Critically Assessing Forms of Resistance in Music Education

 Knowledge emerges only through invention and re-invention, through the restless, impatient, continuing, hopeful inquiry human beings pursue in the world, with the world, and with each other.

– Freire, 1970, 72.

In our classrooms we draw upon critical pedagogy (as described by Freire, Giroux, and hooks) for the expressed purpose of cultivating a climate for conscientização. Conscientização, according to Paulo Freire (2006),“refers to learning to perceive social, political, and economic contradictions and to take action against the oppressive elements of reality” (35). This consciousness raising is a journey we pursue with our students, together interrogating injustices in our communities and the world in order to transform the conditions that inform them. Learning to perceive the social, political, and economic contradictions in our worlds often leads to multiple forms of resistance in and out of our music classrooms. In this presentation, we explore the following question: What do critical forms of assessment look like in music classrooms that use critical pedagogy and embrace resistance to foster conscientization?

We view assessment as conscientizational, that is, assessment is developed in conjunction with students to be participatory, problem-posing, reflexive and not overly prescriptive. To assess from a critical music pedagogical perspective means to consider and evaluate specific ways in which our knowledge has been transformed. As Giroux (2011) reminds us: Critical pedagogy becomes a project that stresses the need for teachers and students to actively transform knowledge rather than simply consume it . . . to connect classroom knowledge to the experiences, histories, and resources that students bring to the classroom . . . to link such knowledge to the goal of furthering their capacities to be critical agents who are responsive to moral and political problems of their time and recognize the importance of organized collective struggles. (p. 7) In short, students and teachers use music together to resist the injustices of the world. Resistance is at the heart of our praxis as critical music pedagogues. Resistance is to have voice, to have agency to “call people in,” to dialogue, to reflect and act in order to transform the conditions in which we live. Resistance is the manifestation of Freire’s notion of conscientização. Thus, at the heart of any critical music pedagogy must be an ability to evaluate forms of resistance. However, as Giroux (2011) reminds us, resistance must be viewed from a theoretical starting point that links the display of behavior to the interest it embodies, going beyond the immediacy of behavior to the interest that underlies its often hidden logic, a logic that also must be interpreted through the historical and cultural mediations that shape it. (p. 291)

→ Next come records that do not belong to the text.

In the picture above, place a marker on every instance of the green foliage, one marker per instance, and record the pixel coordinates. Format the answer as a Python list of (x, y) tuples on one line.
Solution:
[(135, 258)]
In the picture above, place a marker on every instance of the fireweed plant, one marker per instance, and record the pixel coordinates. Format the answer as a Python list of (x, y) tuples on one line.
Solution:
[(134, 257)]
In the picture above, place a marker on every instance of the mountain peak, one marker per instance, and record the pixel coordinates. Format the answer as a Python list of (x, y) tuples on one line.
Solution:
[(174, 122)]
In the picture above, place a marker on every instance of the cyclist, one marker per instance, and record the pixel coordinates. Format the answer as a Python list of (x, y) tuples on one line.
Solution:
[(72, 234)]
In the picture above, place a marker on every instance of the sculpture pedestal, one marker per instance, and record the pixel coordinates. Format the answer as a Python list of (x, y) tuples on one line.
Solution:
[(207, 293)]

Drawing upon tools presented by Blommaert (2005), Hymes (1996) and Rymes (2003), we see indexicality as a theoretical and methodological tool to both promote and measure resistance and pedagogic voice (Bernstein, 1990) among students (Arnot & Reay, 2003; Spruce, 2015) and teachers. As teachers and students co-construct knowledge through projects that challenge and shift our positionalities and perspectives, we use formative assessment (Fautley, 2015) throughout, placing the focus on the process rather than on the product. We create spaces within each project to reflect upon our growth as individuals and as a group, identifying and examining the indexes that point to our beliefs and the shifts of indexical meanings that display this growth and the transformation of knowledge.

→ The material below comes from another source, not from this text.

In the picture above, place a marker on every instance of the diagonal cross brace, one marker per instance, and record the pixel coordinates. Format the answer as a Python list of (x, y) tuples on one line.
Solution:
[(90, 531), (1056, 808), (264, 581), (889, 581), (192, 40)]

Critical forms of assessment in music classrooms—those which embrace resistance and foster conscientization—are embedded into the very types of critically-minded, creative projects we use in our classrooms; projects with titles like: Found Object Ensemble, Musical for Social Change, and Constructive Controversy Music. In this presentation, we will describe and showcase these projects and demonstrate how we use indexicality as a way to assess resistance. These projects are not the easy forms of assessment that measure the so called, “objectively knowable material” presented in textbooks to be “transferred” to students through memorization teaching. Instead, they are dynamically-responsive and dialectically-constituted, problem-posing projects that engage students and teacher from a position of agency tied to the lived experiences and conditions of our communities. Through these musical projects we perceive the contradictions in the world, reflect on our participation in these contradictions and co-create ways to address these contradictions. In this way, critical assessment becomes our inquiry in the world, with the world, and with each other.